In Z. ramigera thiolase the size of the pocket is restricted by two methionines (shown in green) that protrude into the binding cavity. In MsTLP1 (brown), one of these residues (Met157 of Z. ramigera thiolase) is replaced by Ala178, while the second (Met288 of Z. ramigera thiolase) is replaced by a loop containing five residues. However, the loop is displaced away from the cavity.

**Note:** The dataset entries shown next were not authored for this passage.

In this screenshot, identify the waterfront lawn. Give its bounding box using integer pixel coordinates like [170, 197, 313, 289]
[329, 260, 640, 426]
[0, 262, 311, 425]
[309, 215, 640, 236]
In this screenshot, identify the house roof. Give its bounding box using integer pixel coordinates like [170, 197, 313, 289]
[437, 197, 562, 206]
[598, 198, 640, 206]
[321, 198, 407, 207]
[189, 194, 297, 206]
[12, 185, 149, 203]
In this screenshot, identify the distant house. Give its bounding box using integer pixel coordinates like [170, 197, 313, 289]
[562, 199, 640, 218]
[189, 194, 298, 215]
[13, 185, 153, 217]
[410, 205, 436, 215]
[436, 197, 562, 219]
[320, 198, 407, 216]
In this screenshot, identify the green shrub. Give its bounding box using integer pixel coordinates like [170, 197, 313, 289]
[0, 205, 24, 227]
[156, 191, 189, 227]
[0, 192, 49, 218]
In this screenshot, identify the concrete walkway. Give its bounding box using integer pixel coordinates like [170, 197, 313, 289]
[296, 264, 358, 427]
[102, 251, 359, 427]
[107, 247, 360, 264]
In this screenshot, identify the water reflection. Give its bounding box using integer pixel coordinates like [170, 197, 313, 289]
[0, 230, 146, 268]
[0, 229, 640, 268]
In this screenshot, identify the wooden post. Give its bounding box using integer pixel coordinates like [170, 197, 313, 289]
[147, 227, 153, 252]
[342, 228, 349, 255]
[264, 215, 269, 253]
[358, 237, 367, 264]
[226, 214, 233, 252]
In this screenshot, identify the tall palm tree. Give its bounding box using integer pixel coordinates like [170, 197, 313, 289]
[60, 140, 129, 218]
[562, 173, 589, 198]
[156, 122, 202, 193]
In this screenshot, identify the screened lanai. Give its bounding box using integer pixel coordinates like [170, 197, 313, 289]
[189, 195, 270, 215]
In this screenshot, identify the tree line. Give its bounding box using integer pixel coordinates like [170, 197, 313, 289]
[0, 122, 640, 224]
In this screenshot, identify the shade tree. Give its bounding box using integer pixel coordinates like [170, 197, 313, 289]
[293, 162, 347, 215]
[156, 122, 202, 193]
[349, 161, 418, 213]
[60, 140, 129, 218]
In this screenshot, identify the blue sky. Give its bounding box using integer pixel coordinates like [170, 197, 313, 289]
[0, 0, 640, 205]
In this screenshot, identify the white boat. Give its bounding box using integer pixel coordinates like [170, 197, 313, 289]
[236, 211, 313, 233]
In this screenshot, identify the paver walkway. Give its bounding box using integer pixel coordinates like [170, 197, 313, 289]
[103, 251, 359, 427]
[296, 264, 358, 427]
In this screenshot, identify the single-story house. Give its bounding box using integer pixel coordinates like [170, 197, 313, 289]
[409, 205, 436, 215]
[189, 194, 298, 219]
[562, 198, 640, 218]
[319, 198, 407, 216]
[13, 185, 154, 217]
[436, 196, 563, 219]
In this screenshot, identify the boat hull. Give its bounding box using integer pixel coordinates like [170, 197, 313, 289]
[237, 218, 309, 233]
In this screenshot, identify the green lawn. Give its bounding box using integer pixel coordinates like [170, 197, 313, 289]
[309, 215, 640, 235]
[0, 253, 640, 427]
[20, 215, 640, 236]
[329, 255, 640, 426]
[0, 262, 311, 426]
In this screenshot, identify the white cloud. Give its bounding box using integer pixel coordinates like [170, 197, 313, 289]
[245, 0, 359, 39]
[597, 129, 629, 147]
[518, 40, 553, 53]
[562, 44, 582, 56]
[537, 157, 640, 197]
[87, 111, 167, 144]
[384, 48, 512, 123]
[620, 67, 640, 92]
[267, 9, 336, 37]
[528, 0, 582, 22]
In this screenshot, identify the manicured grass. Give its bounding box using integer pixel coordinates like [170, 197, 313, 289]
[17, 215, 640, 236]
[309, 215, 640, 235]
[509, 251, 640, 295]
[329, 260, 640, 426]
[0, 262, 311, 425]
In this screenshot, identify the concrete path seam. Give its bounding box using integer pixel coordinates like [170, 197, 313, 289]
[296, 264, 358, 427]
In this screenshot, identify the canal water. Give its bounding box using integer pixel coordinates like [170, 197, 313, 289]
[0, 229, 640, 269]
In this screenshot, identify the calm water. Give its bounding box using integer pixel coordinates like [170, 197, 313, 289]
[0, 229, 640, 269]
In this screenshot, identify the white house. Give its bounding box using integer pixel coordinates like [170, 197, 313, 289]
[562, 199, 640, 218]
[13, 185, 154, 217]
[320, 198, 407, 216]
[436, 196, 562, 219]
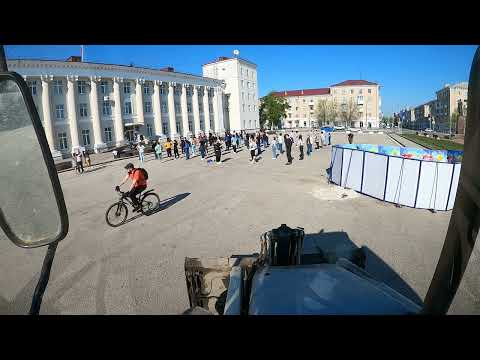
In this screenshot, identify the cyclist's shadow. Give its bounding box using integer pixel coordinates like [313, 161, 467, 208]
[122, 193, 190, 225]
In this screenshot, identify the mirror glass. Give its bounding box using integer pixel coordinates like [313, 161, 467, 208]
[0, 78, 61, 246]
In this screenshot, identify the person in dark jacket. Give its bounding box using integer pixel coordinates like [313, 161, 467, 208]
[173, 139, 180, 159]
[283, 134, 293, 165]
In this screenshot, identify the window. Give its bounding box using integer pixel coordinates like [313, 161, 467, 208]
[100, 81, 108, 94]
[143, 101, 152, 114]
[123, 101, 132, 115]
[27, 80, 37, 96]
[79, 104, 88, 117]
[53, 80, 63, 95]
[58, 133, 68, 150]
[55, 105, 65, 119]
[82, 130, 90, 145]
[102, 101, 112, 115]
[105, 127, 112, 142]
[77, 80, 87, 95]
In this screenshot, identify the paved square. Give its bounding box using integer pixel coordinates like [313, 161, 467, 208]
[0, 134, 480, 314]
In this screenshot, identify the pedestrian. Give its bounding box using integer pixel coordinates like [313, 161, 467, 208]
[137, 142, 145, 165]
[84, 150, 92, 167]
[277, 133, 283, 155]
[173, 139, 180, 159]
[283, 134, 293, 165]
[184, 138, 191, 160]
[180, 136, 185, 155]
[272, 136, 277, 160]
[213, 138, 222, 164]
[348, 133, 353, 144]
[200, 137, 207, 160]
[297, 135, 303, 160]
[232, 133, 238, 153]
[165, 138, 172, 157]
[192, 136, 197, 156]
[74, 149, 84, 174]
[154, 141, 162, 160]
[307, 134, 313, 156]
[248, 134, 258, 164]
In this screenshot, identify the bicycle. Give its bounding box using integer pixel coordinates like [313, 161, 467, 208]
[105, 189, 160, 227]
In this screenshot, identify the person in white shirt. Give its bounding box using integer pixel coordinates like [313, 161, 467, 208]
[137, 143, 145, 165]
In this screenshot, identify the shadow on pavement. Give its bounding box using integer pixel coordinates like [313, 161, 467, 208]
[302, 229, 423, 306]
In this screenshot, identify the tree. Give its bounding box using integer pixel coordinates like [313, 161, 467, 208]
[340, 98, 360, 127]
[315, 99, 338, 126]
[258, 92, 290, 129]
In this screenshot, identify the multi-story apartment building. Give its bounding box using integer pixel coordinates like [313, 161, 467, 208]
[203, 56, 260, 131]
[7, 56, 258, 157]
[274, 80, 381, 128]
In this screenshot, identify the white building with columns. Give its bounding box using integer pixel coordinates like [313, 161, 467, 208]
[203, 56, 260, 131]
[7, 56, 240, 157]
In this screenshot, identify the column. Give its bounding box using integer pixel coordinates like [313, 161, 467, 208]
[213, 87, 225, 134]
[180, 84, 189, 136]
[192, 85, 200, 136]
[203, 86, 210, 136]
[90, 76, 107, 153]
[153, 80, 163, 136]
[135, 79, 145, 125]
[67, 76, 80, 151]
[168, 82, 177, 140]
[113, 77, 125, 146]
[40, 75, 62, 159]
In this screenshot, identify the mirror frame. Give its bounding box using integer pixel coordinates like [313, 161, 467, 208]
[0, 72, 69, 248]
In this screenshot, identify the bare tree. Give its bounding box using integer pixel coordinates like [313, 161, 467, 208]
[339, 98, 360, 127]
[315, 99, 337, 126]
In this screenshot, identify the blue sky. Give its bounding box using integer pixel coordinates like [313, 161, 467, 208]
[5, 45, 476, 115]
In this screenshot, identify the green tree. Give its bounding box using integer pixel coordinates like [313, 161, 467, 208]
[339, 98, 360, 127]
[315, 99, 338, 126]
[258, 92, 290, 129]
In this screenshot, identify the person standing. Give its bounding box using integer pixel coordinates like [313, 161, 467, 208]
[183, 138, 191, 160]
[277, 133, 283, 155]
[297, 135, 303, 160]
[137, 143, 145, 165]
[154, 141, 162, 160]
[283, 134, 293, 165]
[272, 136, 277, 160]
[213, 138, 222, 164]
[165, 138, 172, 157]
[192, 136, 197, 156]
[248, 134, 258, 164]
[173, 139, 180, 159]
[307, 134, 313, 156]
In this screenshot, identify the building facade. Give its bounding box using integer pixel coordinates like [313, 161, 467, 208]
[274, 80, 382, 128]
[7, 57, 258, 157]
[202, 56, 260, 131]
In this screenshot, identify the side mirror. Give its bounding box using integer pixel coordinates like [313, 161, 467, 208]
[0, 72, 68, 248]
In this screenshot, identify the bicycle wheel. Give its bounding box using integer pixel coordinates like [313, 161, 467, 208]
[142, 193, 160, 214]
[105, 202, 128, 227]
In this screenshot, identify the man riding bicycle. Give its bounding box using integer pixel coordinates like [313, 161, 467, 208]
[115, 163, 147, 211]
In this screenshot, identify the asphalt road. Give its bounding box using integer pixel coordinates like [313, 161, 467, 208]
[0, 134, 480, 314]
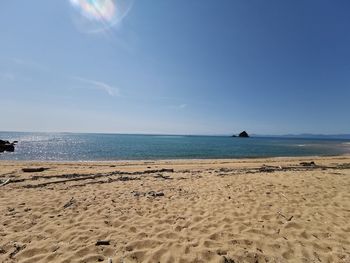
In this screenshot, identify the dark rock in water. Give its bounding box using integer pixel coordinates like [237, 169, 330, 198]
[0, 140, 17, 153]
[238, 131, 249, 138]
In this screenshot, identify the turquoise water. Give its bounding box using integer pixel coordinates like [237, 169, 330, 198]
[0, 132, 350, 161]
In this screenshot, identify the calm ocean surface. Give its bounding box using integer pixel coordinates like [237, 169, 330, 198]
[0, 132, 350, 161]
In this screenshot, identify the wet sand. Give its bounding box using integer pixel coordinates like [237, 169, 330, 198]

https://doi.org/10.1371/journal.pone.0041894.g009

The putative Coenzyme A binding groove of MsTLP1

The surface characteristics of MsTLP1 are shown in Figure 10A. A large groove is observed extending across the full length of the MsTLP1 molecule. Comparison with the Z. ramigera thiolase structure shows that this groove corresponds to the binding site for a CoA molecule or a fatty acyl CoA molecule. As in Z. ramigera thiolase, several positively charged residues, notably Arg227, Arg240, Arg248, line this putative CoA-binding pocket, presumably to stabilize binding of the negatively charged phosphate groups of the ligand (Figure 10A). An analysis of the loops of TLP1 (Figure 4) shows that the shape and binding properties of the groove extending beyond the CoA molecule will be affected by the disordered loops occurring at the beginning (135–169) and end (residues 153, 154) of the loop domain, as visualized in Figure 10B. In particular, the disordered loop at the beginning of the loop domain (135–169) is rather long and could cover part of the binding pocket for CoA or a fatty acyl CoA molecule after complex formation. Both loops may become ordered on binding the physiological ligand, thereby shielding the bound ligand from bulk solvent.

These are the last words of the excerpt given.